3. This is obviously not an exhaustive list, but these are the members of the Semitic language family with which I’m most familiar. For more information on the Semitic root system, see this document from the American Heritage Dictionary and this page from the Ancient Hebrew Research Center.

4. By Classical Arabic, I am referring specifically to the language of the Qur’an, as presented in W.M. Thackton’s An Introduction to Classical and Koranic Arabic. The book is available for viewing in PDF format at this link. The examples regarding the root mlk can be found on page 22. The hyphen at the end indicate that these are ‘stems’, to which inflectional endings denoting possesive, nominative, genitive, or accusative function are added.

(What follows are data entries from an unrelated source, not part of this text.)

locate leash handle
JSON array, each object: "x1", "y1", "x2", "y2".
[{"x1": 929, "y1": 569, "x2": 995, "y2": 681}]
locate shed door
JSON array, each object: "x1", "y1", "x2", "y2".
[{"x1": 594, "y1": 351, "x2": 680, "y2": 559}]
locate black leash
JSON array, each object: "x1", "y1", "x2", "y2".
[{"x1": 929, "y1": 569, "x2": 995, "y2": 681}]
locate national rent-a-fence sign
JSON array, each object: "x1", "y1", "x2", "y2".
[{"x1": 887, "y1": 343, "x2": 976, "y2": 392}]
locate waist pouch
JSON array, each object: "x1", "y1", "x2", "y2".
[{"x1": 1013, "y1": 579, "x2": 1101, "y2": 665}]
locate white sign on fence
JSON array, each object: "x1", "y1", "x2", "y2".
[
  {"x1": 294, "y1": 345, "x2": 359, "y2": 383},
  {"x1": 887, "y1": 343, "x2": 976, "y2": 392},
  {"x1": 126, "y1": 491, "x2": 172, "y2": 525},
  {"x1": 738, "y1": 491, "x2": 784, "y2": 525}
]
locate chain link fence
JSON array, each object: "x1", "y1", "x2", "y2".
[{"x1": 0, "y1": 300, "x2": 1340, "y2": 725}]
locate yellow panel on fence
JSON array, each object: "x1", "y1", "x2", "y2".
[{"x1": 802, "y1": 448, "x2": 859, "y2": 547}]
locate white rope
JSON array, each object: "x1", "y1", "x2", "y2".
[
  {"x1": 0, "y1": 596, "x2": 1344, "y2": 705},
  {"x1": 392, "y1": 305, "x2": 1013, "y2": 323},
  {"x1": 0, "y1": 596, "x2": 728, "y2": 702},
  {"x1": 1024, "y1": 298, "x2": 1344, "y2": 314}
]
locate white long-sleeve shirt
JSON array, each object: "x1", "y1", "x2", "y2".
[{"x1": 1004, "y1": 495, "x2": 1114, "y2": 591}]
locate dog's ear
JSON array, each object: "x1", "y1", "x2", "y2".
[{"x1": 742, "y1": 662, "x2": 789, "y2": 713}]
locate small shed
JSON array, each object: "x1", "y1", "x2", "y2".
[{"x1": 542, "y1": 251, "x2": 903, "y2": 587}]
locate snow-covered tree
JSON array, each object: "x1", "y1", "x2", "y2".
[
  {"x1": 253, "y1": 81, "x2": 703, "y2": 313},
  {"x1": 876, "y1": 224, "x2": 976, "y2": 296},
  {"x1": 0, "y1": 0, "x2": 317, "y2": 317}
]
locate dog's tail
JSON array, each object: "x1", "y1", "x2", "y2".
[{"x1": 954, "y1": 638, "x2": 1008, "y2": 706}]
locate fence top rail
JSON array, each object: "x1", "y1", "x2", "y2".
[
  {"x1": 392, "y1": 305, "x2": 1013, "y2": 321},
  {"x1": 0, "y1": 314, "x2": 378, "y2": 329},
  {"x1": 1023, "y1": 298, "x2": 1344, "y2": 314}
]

Many of these words are by no means restricted to Classical usage, however. In Egypt, the phrase for heads or tails is malik wala kitaabah, meaning king or writing. Probably, this has to do with the fact that the first ancient coins of Egypt featured a face on one side and writing on the other.

5. Cf. the familiar Hebrew word rabbi with the second ‘ayat (verse) from the Opener of the Qur’an: Alhamdullilahi r-rabbi l-alameen, loosely translated as All praise due to Allah, Lord of all the worlds.

6. Greek is still spoken in some parts of Lebanon and Syria.

7. Two points here. First: While kamision and camisia share a similar vocalic pattern, it would be premature to conclude that the former shares that pattern with its Semitic source (if, of course, it has one). Ugaritic, like most Semitic languages, did not record its vowels. As it’s no longer spoken, it’s probably impossible to go further than the consonantal root.

Second: kamision appears to have kmsnbut in fact, the final -on is a characteristic ending of neuter nouns. I’m not entirely up on my Greek, but if the word does indeed have a Semitic source, it’s probable that -on (or –ion) was added simply to facilitate inflection. As such, the presene of the final –n might not serve to discredit the Ugaritic hypothesis.